So it really depends on the person. There are people who are able to make some changes and see dramatic improvements in their energy levels. And then, there are some people, I’m sure some people might be watching now who have had fatigue for years and it seems like no matter what they do nothing helps.

Every day in my Facebook group, or at least Monday through Friday, I create a post. And so, yesterday I put a post asking who in the group is experiencing fatigue to prepare them for this call. Just to let them know that we’re going to be talking about it. And I was looking at some of the comments, and a number of people have been experiencing it for years.

It’s bad enough for a few weeks or a few months, but experiencing severe chronic fatigue for a long time. But there’s definitely hope. It’s not always an easy process. Again, we’ll get to some questions in a minute or two, but I’m just wrapping things up. First of all, I wanted to thank you for getting together and for this interview, Dr. Hirsch. And I’d also like to thank you for the information.

So Dr. Hirsch, first of all, has a book, Fix Your Fatigue: The Four Step Process to Resolving Chronic Fatigue, Achieving Abundant Energy and Reclaiming Your Life. And even though it is available on Amazon, I’m going to put this in the chat where people could get a free copy or free PDF download of your book.

Click here [2] to get a free PDF copy of Dr. Hirsch’s book

And then also, if they’re interested, I think this also will lead to your website where they could schedule a free call as well if they wanted to chat with you or one of your coaches to learn more about how to overcome their fatigue. Is that correct?

Dr. Evan Hirsch:

Correct. Yeah, to see if they’re a good fit for any of the programs that we offer.

Dr. Eric Osansky:

Okay. Cool. But a good place to start maybe is to get that free book and then if you feel like you want to schedule a call, definitely he’s ready to help. But let’s see if anybody has questions. Well, actually, before we dive into questions, any last words? Anything else that you’d like to say Dr. Hirsch that I didn’t ask you?

Dr. Evan Hirsch:

I think there are two things. So, the first thing is I just like to give you a quick take on my take on thyroid. Where besides the Bartonella piece, what I find is that, and I’m sure you see this as well, doctors are so reliant on their labs. If I had a nickel for every person who is undertreating their thyroid, I’d be a very wealthy man, right? So, I do what’s called the subjective ramp up, where we use glandulars, which are obviously natural. And we ramp up every two weeks in order to get people up to their top dose.
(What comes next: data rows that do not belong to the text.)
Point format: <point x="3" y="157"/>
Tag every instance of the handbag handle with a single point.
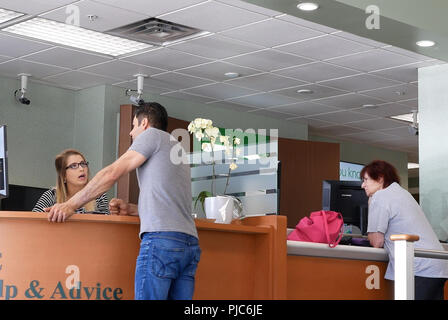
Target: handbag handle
<point x="334" y="244"/>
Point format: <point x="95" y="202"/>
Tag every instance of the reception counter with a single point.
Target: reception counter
<point x="44" y="260"/>
<point x="93" y="257"/>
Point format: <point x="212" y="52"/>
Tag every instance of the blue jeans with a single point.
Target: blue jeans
<point x="166" y="266"/>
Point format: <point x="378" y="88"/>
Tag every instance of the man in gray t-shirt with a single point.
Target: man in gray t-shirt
<point x="169" y="248"/>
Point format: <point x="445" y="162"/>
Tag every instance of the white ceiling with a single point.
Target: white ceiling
<point x="275" y="55"/>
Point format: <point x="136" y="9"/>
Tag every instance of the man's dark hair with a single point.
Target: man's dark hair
<point x="155" y="113"/>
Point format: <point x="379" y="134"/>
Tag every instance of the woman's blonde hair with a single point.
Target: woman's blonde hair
<point x="61" y="185"/>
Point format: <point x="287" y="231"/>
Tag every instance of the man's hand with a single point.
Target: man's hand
<point x="118" y="206"/>
<point x="60" y="212"/>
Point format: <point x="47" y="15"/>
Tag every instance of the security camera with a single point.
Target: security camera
<point x="23" y="84"/>
<point x="137" y="100"/>
<point x="413" y="130"/>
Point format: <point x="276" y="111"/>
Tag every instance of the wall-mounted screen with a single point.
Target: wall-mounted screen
<point x="349" y="171"/>
<point x="3" y="163"/>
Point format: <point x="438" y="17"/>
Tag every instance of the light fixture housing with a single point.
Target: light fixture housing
<point x="425" y="43"/>
<point x="307" y="6"/>
<point x="305" y="91"/>
<point x="8" y="15"/>
<point x="77" y="37"/>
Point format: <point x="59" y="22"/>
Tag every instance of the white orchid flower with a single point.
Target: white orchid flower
<point x="212" y="132"/>
<point x="199" y="135"/>
<point x="206" y="147"/>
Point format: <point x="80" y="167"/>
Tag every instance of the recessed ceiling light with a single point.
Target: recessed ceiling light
<point x="425" y="43"/>
<point x="7" y="15"/>
<point x="305" y="91"/>
<point x="412" y="165"/>
<point x="232" y="75"/>
<point x="307" y="6"/>
<point x="408" y="117"/>
<point x="73" y="36"/>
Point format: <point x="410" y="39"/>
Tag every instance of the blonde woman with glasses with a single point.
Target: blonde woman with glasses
<point x="73" y="174"/>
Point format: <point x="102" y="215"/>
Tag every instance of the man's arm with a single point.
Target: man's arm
<point x="121" y="207"/>
<point x="376" y="239"/>
<point x="102" y="182"/>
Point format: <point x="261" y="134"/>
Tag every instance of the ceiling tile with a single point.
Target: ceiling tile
<point x="16" y="47"/>
<point x="79" y="79"/>
<point x="318" y="92"/>
<point x="58" y="56"/>
<point x="359" y="83"/>
<point x="251" y="7"/>
<point x="151" y="7"/>
<point x="317" y="71"/>
<point x="215" y="47"/>
<point x="108" y="17"/>
<point x="313" y="124"/>
<point x="377" y="124"/>
<point x="271" y="114"/>
<point x="121" y="69"/>
<point x="407" y="73"/>
<point x="362" y="40"/>
<point x="37" y="70"/>
<point x="370" y="136"/>
<point x="303" y="109"/>
<point x="35" y="6"/>
<point x="189" y="97"/>
<point x="337" y="130"/>
<point x="146" y="87"/>
<point x="167" y="59"/>
<point x="318" y="48"/>
<point x="176" y="81"/>
<point x="373" y="60"/>
<point x="412" y="103"/>
<point x="231" y="106"/>
<point x="271" y="33"/>
<point x="268" y="60"/>
<point x="400" y="131"/>
<point x="264" y="100"/>
<point x="265" y="82"/>
<point x="213" y="16"/>
<point x="385" y="110"/>
<point x="342" y="117"/>
<point x="216" y="70"/>
<point x="349" y="101"/>
<point x="306" y="23"/>
<point x="221" y="91"/>
<point x="395" y="93"/>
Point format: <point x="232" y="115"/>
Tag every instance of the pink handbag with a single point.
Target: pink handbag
<point x="322" y="226"/>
Because I find that thyroid helps everything. What’s the best blood pressure lowering medication, it’s thyroid. What’s the best cholesterol lowering medication, it’s thyroid, right? But I also ramp things up in a specific format where you’ve got to replace the adrenals first and then replace the mitochondria before you go after the thyroid. Because the adrenals and the mitochondria will both make the production of thyroid better, its absorption better.

And so, you’re improving thyroid function along the way, you don’t want to ramp up on your thyroid without working on the adrenals and the mitochondria. So, that’s like my two cents on that. And then, the second thing is really about encouraging people to stay in action. Make sure that you’re moving forward, make sure that you’re working through Dr. Eric’s plan so that you are going to be successful.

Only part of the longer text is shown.